Japan’s PM dissolves Parliament, puts off tax rise to save ‘Abenomics’
Abe has also put off another sales tax rise to give the economy more time to recover.
Increasing the sales tax from 8 percent to 10 percent has been postponed for 18 months until April 2017. Monday’s GDP figures show the country has slipped back into recession. Japan’s economy shrank 1.6 percent in the third quarter of 2014, which marked the second consecutive 3-month period of contraction.
The news was a shock to financial markets and another blow to Abe’s three-stage economic plan aimed at putting an end to two decades of stagnation and deflation.

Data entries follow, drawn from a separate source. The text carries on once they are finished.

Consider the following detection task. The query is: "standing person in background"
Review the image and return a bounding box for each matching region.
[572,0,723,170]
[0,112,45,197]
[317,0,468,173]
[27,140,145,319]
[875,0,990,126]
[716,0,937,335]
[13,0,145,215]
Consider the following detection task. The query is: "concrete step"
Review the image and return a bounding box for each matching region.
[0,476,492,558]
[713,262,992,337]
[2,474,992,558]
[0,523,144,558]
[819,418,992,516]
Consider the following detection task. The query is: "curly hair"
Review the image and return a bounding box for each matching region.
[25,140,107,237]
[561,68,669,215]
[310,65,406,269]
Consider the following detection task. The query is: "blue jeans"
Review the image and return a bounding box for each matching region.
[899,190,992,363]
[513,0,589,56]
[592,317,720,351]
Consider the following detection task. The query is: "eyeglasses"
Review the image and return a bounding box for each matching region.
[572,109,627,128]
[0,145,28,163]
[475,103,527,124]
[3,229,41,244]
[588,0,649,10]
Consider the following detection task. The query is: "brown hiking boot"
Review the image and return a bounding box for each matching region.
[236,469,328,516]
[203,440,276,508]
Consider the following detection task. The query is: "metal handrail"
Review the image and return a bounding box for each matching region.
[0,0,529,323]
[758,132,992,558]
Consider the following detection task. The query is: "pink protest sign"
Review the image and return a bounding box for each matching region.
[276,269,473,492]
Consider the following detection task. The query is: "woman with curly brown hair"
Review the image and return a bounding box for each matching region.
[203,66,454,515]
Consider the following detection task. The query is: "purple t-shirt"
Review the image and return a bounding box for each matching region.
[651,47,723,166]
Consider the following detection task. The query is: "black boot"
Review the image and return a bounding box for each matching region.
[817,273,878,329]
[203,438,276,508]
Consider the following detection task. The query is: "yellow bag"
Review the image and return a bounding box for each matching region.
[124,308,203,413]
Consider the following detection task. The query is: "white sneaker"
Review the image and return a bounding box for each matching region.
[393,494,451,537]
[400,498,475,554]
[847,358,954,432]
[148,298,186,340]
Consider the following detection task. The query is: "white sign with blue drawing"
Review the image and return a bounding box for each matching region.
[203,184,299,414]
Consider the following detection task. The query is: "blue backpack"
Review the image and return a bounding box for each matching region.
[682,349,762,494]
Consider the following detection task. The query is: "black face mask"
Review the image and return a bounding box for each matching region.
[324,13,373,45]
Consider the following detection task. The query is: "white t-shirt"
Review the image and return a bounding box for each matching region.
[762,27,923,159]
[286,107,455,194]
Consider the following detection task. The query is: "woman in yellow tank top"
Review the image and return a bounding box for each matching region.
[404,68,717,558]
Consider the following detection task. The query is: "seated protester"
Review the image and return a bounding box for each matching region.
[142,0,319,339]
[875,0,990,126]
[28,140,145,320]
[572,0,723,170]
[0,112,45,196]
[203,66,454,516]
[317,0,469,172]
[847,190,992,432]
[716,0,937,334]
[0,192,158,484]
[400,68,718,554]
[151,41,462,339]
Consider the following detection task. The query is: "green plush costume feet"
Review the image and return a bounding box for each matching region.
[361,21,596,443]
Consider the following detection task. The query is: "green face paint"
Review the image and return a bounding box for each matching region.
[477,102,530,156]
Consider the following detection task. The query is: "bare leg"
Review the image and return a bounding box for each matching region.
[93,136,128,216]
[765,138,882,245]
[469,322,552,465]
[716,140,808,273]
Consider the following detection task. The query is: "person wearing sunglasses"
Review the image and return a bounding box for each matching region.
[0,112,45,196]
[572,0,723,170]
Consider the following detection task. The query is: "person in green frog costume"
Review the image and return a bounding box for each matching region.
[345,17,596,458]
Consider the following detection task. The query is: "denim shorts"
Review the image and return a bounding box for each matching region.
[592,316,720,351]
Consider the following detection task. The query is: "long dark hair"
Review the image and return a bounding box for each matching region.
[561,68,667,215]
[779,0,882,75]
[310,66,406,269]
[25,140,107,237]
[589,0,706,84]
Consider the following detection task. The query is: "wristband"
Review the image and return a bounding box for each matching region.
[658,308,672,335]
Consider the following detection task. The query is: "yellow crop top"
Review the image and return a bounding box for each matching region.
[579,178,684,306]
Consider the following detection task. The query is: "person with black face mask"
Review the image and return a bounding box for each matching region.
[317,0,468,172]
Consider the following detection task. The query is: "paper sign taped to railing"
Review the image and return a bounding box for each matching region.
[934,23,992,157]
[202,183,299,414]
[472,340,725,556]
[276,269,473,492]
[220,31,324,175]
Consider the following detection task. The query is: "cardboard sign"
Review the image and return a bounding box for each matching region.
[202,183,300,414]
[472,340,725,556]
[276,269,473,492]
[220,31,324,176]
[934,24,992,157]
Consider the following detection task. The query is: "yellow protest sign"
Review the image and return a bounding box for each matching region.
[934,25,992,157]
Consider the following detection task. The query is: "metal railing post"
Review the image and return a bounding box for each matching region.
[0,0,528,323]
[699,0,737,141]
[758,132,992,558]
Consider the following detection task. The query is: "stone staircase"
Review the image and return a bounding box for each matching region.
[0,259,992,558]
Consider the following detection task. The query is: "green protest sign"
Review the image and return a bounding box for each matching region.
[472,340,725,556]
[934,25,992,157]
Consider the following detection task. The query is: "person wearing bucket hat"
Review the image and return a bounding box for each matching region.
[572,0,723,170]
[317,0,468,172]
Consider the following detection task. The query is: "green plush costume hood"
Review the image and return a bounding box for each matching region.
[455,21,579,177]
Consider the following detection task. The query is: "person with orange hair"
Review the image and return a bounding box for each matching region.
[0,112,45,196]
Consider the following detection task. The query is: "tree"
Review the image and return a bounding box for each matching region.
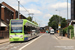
[32,21,38,25]
[27,16,32,21]
[48,15,67,30]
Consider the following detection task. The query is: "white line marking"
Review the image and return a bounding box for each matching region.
[19,34,44,50]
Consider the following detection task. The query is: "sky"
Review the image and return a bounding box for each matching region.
[0,0,71,27]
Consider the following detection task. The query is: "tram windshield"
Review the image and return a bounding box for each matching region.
[11,20,23,33]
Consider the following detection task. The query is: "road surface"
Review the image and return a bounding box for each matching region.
[0,33,75,50]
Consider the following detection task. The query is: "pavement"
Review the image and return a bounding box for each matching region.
[0,33,72,44]
[54,33,72,40]
[0,38,9,44]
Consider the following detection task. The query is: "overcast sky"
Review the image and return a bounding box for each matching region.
[0,0,71,27]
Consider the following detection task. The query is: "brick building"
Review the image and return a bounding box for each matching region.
[0,2,26,37]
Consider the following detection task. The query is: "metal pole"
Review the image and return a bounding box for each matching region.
[67,0,69,36]
[18,1,20,19]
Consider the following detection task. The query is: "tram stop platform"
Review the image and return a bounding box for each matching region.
[0,38,9,44]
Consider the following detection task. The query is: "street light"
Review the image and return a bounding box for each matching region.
[67,0,69,35]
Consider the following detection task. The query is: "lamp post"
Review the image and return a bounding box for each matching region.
[56,10,61,35]
[67,0,69,37]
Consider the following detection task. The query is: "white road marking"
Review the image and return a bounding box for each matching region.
[19,34,44,50]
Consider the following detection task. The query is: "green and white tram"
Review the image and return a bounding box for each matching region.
[9,19,38,42]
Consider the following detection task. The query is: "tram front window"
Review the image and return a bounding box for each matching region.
[11,20,23,33]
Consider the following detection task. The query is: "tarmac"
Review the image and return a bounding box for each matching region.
[0,33,72,44]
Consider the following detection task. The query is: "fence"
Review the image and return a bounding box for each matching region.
[0,31,9,38]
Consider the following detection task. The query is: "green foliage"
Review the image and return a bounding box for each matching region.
[27,16,32,21]
[71,29,74,38]
[48,15,67,30]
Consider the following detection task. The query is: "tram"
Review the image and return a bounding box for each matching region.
[9,19,39,42]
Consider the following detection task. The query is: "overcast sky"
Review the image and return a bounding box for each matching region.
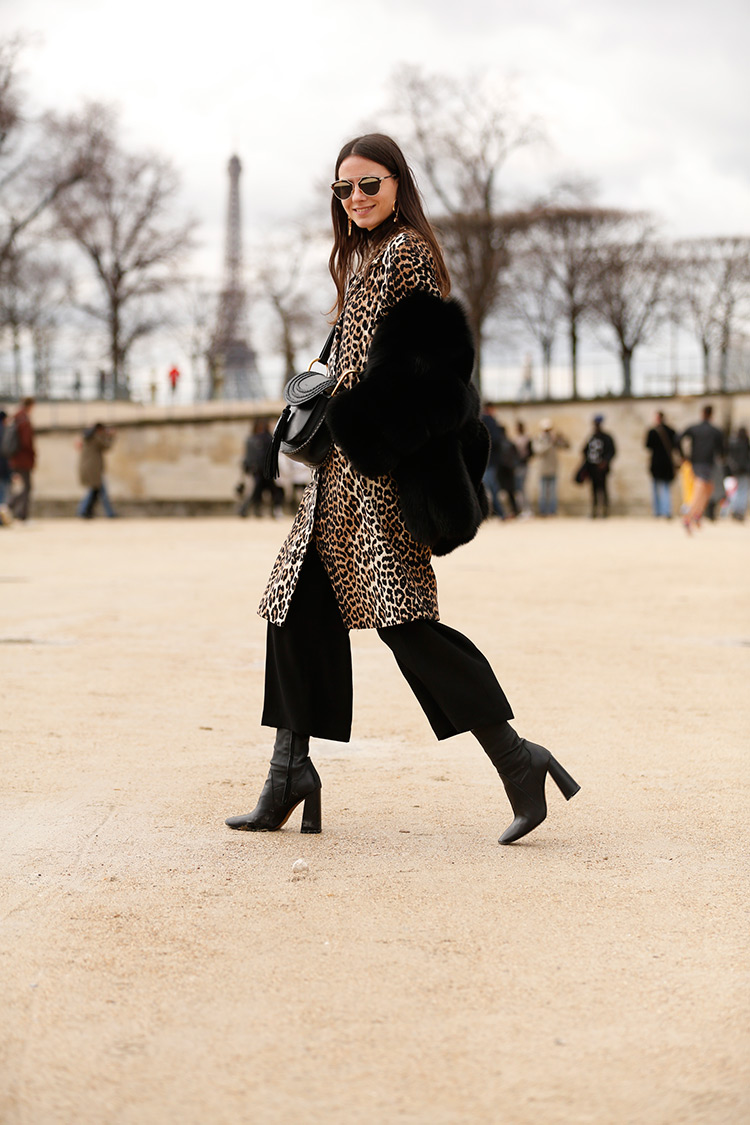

The plan involved using heavy monetary stimulus from the Bank of Japan and a sharp, two-stage increase in tax on consumption to curb Japan’s public deficit, and deregulation of a range of business activities.
Japan's public debt exceeds $10 trillion which is twice the size of the country’s economy.
Initially the economy reacted well to the massive government spending, also called the first “arrow” of Abenomics, as the yen fell sharply and fears of deflation started to fade away. However, the Japanese government raising sales tax from 5 to 8 percent in April led to a drop in demand.
Abe said raising consumption tax to 10 percent planned for 2017 will no longer be postponed and promised this would help improve the country’s financial system without having a negative impact on the economy.
The Prime Minister suggests the elections will help his government with its economic and financial policies and extend the tenure of his party for another four years.